Commentaire de Trib. trav. Hainaut, div. Mons, 28 mai 2018, R.G. 14/2.294/A

Mis en ligne le vendredi 14 septembre 2018


Tribunal du travail du Hainaut, division Mons, 28 mai 2018, R.G. 14/2.294/A

Terra Laboris

Dans un jugement du 28 mai 2018, le Tribunal du travail du Hainaut procède à un rappel des principes en matière de mise de travailleurs à la disposition d’utilisateurs, relevant en l’espèce les indices de l’autorité dont la délégation est interdite.

Les faits

Une employée est engagée dans le cadre d’une formation-insertion par une société et, le lendemain de l’expiration du contrat (trois mois), elle est engagée à durée déterminée. A l’issue de ce contrat, elle conclut une convention de stage avec une autre société, convention qui sera rompue anticipativement, après environ dix mois de prestations. Deux ans et demi plus tard, l’intéressée conclut un contrat à durée déterminée de quatre mois avec cette même société. Il s’agit d’un temps partiel avec horaire variable, pour des fonctions d’employée commerciale.

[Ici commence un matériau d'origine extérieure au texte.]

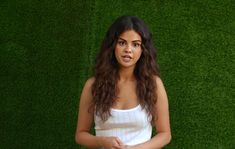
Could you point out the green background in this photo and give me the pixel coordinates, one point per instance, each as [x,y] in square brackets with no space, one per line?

Après la rupture, l’intéressée introduit une procédure contre les deux sociétés. Elle réclame des compléments de rémunération, dont des commissions et des heures supplémentaires. Elle soutient notamment qu’elle a été mise à disposition de la première société.

La procédure

Le tribunal a rendu un premier jugement le 24 avril 2017, ordonnant des mesures d’instruction. Il s’agit de la comparution personnelle des parties et la production de pièces. Il a également demandé des explications complémentaires sur les chefs de demande et sur la mise à disposition en elle-même.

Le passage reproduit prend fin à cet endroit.